Medan, BONARINEWS.com – Kota Medan kembali mencuri perhatian nasional setelah Wali Kota Medan, Rico Waas, resmi meluncurkan inovasi Qresto (Quick Response Electronic Splitting System for Tax Optimization), sebuah sistem pembayaran pajak daerah berbasis split bill real-time yang diklaim pertama di Indonesia.
Peluncuran dilakukan di Sushi Tei Sun Plaza, Senin (27/4/2026), dan langsung menjadi sorotan karena menghadirkan konsep baru dalam pembayaran pajak restoran, kafe, hingga hotel yang langsung terpisah otomatis dari transaksi makanan dan masuk ke kas daerah.
Inovasi ini membuat Medan menjadi kota pertama di Indonesia yang menerapkan sistem pemisahan otomatis antara pembayaran konsumsi dan pajak daerah secara langsung ke Rekening Kas Umum Daerah (RKUD), tanpa jeda waktu dan tanpa proses pelaporan manual seperti sebelumnya.
Dalam sambutannya, Wali Kota Medan menegaskan bahwa Qresto hadir untuk menjawab persoalan klasik terkait transparansi pajak daerah, khususnya di sektor usaha kuliner dan perhotelan.

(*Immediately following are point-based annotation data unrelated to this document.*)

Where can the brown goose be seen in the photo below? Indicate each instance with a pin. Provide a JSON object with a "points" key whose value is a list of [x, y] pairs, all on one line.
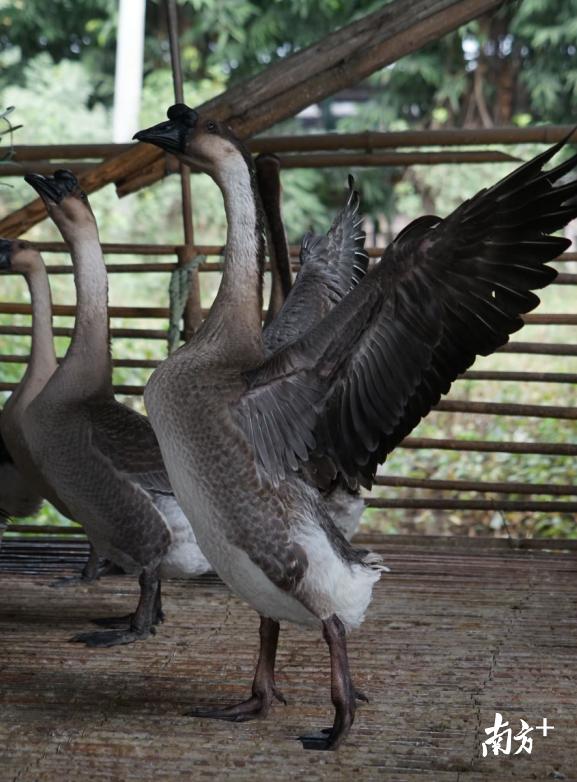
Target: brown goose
{"points": [[269, 188], [103, 457], [21, 487], [20, 256], [234, 426]]}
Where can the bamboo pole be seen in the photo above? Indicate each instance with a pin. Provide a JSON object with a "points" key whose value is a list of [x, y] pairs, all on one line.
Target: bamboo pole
{"points": [[284, 88], [366, 140]]}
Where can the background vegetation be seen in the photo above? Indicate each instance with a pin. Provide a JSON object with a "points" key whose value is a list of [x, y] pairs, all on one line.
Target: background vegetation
{"points": [[518, 66]]}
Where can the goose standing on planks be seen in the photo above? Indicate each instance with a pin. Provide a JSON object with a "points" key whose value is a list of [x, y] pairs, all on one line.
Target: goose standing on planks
{"points": [[102, 457], [234, 426]]}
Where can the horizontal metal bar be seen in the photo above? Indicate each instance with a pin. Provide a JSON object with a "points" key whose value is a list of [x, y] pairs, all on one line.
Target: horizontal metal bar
{"points": [[496, 505], [60, 331], [45, 529], [488, 446], [457, 406], [124, 248], [367, 140], [540, 348], [482, 487], [307, 160], [520, 377], [504, 408], [23, 308], [481, 375]]}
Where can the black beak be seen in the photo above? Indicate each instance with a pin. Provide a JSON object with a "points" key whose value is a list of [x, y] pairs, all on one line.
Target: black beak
{"points": [[5, 254], [168, 135], [53, 188], [44, 186]]}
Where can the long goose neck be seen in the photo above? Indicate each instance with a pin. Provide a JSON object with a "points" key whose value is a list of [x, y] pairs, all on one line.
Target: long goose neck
{"points": [[88, 357], [42, 363], [237, 310]]}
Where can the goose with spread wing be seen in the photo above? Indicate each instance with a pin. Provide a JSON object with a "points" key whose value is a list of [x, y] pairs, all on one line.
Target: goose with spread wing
{"points": [[101, 456], [235, 426], [329, 267]]}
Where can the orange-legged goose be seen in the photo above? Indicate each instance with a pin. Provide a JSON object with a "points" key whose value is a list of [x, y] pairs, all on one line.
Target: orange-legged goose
{"points": [[234, 426], [103, 457]]}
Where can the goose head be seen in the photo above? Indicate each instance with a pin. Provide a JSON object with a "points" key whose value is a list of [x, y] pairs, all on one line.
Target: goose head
{"points": [[199, 141], [65, 202], [17, 255]]}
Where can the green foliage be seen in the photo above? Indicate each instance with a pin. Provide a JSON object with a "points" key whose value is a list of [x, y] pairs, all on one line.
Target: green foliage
{"points": [[516, 66]]}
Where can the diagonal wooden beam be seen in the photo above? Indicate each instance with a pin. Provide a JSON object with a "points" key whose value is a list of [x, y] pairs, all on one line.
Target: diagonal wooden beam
{"points": [[341, 59]]}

Selama ini, sistem pajak masih berbasis self-assessment, di mana pelaku usaha melaporkan pendapatan secara mandiri setiap bulan. Model ini dinilai berpotensi menimbulkan ketidaksesuaian data dan keterlambatan penerimaan pajak.
Melalui Qresto, setiap transaksi langsung memisahkan nilai pajak dan mengirimkannya secara otomatis ke kas daerah pada saat pembayaran terjadi. Dengan sistem ini, tidak ada lagi dana pajak yang “mengendap” atau terlambat masuk ke pemerintah daerah.
Menurut Wali Kota Medan, sistem ini bukan hanya soal digitalisasi, tetapi juga langkah strategis untuk meningkatkan Pendapatan Asli Daerah (PAD) secara transparan tanpa mengganggu ruang usaha pelaku bisnis.
Ia menekankan bahwa inovasi ini merupakan bentuk pengelolaan keuangan daerah yang lebih profesional, akuntabel, dan berbasis teknologi.
Tiga dampak utama dari Qresto yang disorot pemerintah daerah antara lain peningkatan akurasi data transaksi pajak secara real-time, pengurangan potensi kebocoran pajak di sektor restoran dan hotel, serta peningkatan kepercayaan publik terhadap sistem perpajakan daerah.
Peluncuran Qresto juga melibatkan sinergi antara Bank Indonesia, Bank Sumut, dan Pemerintah Kota Medan. Sejumlah pejabat turut hadir dalam acara tersebut, menandai dukungan lintas lembaga terhadap digitalisasi pajak daerah.
Pihak Bank Indonesia menyebut inovasi ini sebagai langkah penting dalam mendorong optimalisasi PAD melalui transformasi digital sistem keuangan daerah. Dengan integrasi sistem yang lebih modern, diharapkan penerimaan daerah bisa meningkat dan berdampak langsung pada pembangunan serta kesejahteraan masyarakat.
Bank Sumut sebagai mitra teknis juga menegaskan bahwa kolaborasi ini menjadi bukti percepatan inovasi digital yang bisa diimplementasikan dalam waktu singkat berkat sinergi antar lembaga.
Menariknya, Sushi Tei Sun Plaza ditunjuk sebagai lokasi pilot project pertama. Restoran ini bahkan menjadi simbol awal implementasi sistem dengan rencana pemasangan label khusus “Restoran Sahabat Pemerintah” bagi pelaku usaha yang mendukung transparansi pajak daerah.
Peluncuran ini tidak hanya menjadi agenda seremonial, tetapi juga disertai simulasi langsung penggunaan Qresto oleh Wali Kota Medan saat melakukan transaksi pembayaran di lokasi acara.
Dengan kehadiran sistem ini, Medan kini dipandang sebagai salah satu kota yang berani mengambil langkah ekstrem dalam reformasi pajak berbasis teknologi, sekaligus membuka peluang replikasi ke daerah lain di Indonesia.